Zudem ermöglicht es TR-069 auch, andere Geräte zu konfigurieren, die sich im „sicheren Bereich“ hinter der Box oder dem Modem befinden, also hinter der Firewall. Durch Fernzugriff könnten so auch Daten auf bestimmten Kundengeräten, auf die der Netzbetreiber Zugriff hat, geändert oder gelöscht werden.

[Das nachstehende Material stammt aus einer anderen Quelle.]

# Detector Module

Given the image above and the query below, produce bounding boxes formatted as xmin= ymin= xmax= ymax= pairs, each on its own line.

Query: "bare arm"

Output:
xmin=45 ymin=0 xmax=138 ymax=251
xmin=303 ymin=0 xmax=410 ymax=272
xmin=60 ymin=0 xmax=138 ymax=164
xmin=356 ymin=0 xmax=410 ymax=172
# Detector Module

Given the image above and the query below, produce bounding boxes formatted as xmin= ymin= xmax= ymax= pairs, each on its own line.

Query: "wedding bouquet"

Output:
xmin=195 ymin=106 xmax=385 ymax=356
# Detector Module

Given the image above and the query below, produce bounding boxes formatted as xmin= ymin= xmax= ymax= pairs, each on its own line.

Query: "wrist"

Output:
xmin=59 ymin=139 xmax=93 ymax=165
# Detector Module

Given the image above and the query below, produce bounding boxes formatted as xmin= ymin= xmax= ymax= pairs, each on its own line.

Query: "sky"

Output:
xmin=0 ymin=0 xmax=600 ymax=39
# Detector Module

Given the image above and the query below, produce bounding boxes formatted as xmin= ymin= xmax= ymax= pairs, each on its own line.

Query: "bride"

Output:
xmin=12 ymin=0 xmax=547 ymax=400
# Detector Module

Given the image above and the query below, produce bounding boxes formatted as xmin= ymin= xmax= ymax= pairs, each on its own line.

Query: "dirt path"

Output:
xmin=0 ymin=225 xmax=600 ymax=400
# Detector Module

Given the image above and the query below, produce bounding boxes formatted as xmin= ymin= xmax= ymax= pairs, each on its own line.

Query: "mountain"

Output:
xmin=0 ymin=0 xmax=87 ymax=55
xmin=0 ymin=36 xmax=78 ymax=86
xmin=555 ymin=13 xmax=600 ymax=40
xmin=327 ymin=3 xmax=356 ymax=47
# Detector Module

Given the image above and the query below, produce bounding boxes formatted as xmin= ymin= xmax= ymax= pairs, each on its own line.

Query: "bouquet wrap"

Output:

Durch sein Funktionsprinzip stellt TR-069 daher eine Backdoor dar, deren Existenz vielen Endkunden nicht bekannt ist und über deren Möglichkeiten sie sich nicht bewusst sind.
Auf der anderen Seite erlaubt das Protokoll dem Provider z. B. Sicherheitsupdates automatisch auf ein Gerät einzuspielen und so Sicherheitslücken auch für technisch nicht versierte Benutzer zu schließen, für die ein selbst durchgeführtes Firmwareupgrade zu kompliziert wäre.
Die TR-069-Spezifikation sieht per SSL/TLS gesicherte Verbindungen zwischen Provider und Endgerät nur als Empfehlung vor.